Wie hast du von Mechanical Turk gehört?

Ich habe 2007 das erste Mal von der Plattform gehört, von einem Freund, der eine Technologiekonferenz besucht hatte, auf der Amazon Mechanical Turk vorstellte. Er erzählte mir später im Gespräch davon und es klang interessant. Also habe ich mich angemeldet, um das mal auszuprobieren.

Ich habe im Juli 2007 angefangen. Damals erschien mir das als gutes Mittel zu einem kleinen Zuverdienst, ergänzend zu dem, was ich über meinen Vollzeitjob verdiente.

 

Was gefällt dir an der Arbeit auf der Mechanical Turk Plattform?

Mir gefällt, dass ich mir meine Arbeit selbst aussuchen kann.
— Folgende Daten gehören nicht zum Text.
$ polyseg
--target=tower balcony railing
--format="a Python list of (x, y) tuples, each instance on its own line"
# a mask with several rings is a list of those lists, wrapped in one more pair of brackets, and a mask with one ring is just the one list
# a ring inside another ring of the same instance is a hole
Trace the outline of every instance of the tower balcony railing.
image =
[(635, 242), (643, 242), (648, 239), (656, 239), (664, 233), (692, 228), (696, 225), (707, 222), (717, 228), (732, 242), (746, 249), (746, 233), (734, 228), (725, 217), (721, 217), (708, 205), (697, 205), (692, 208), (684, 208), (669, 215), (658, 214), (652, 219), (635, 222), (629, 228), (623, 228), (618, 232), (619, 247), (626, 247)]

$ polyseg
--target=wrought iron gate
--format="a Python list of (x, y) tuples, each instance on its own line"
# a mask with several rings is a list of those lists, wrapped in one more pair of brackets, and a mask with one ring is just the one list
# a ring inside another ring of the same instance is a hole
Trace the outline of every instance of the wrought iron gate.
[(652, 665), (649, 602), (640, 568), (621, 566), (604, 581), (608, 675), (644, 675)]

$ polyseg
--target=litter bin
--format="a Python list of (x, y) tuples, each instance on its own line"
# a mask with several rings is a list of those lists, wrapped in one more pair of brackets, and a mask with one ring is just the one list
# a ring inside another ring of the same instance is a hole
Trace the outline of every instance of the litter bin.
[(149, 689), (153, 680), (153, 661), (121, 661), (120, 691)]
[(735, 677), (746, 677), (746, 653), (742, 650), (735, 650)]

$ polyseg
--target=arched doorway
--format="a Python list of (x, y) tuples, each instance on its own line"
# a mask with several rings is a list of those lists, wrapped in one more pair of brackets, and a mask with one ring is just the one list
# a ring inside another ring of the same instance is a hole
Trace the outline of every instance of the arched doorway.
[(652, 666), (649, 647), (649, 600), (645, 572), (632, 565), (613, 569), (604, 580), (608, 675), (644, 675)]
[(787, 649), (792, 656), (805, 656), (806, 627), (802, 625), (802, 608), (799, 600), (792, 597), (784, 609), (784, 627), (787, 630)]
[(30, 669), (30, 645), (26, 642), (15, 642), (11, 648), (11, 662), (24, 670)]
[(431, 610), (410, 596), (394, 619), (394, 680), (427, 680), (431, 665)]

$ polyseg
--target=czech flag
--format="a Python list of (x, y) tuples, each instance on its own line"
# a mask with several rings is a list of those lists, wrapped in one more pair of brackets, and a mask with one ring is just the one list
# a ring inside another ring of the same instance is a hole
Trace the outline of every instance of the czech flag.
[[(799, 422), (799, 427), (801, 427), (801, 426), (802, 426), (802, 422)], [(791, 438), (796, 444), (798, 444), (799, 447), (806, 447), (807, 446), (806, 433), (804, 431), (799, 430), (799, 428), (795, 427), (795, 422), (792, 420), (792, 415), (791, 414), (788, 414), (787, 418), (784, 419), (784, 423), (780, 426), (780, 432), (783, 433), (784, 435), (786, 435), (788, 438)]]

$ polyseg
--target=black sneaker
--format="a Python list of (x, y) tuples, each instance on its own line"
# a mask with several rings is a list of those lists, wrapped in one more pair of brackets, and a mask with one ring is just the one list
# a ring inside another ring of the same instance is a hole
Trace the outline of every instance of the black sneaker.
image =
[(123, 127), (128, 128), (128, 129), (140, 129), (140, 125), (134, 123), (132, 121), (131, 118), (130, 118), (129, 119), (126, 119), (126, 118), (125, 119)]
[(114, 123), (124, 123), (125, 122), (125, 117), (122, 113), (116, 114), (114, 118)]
Die Plattform teilt mir keine Aufgaben zu und zwingt mich auch nicht, Aufgaben zu erledigen, die mir nicht zusagen. Ich kann stöbern, was so im Angebot ist, und dann selbst entscheiden, woran ich arbeiten möchte und woran nicht.

 

Welche Art von Arbeit erledigst du auf Mechanical Turk?

Auf Mechanical Turk gibt es Aufgaben aller Art. Ein typischer Tag könnte akademische und Marktforschungsumfragen, die Kennzeichnung von Bildern, Inhaltsverwaltung, Sentiment-Analyse von Texten, Online-Recherchen und vieles mehr beinhalten.

 

Welche Art von Arbeit gefällt dir am besten?

Meine liebste Art von Aufgaben sind die, bei denen ich in einen gewohnten Ablauf komme. Das sind meistens große Aufgabenbündel, zum Beispiel online Email-Adressen recherchieren oder Textschnipsel bestimmten Kategorien zuordnen. Ich fühle mich dann am produktivsten, wenn ich ein solchs Bündel finden und mich da stetig durcharbeiten kann.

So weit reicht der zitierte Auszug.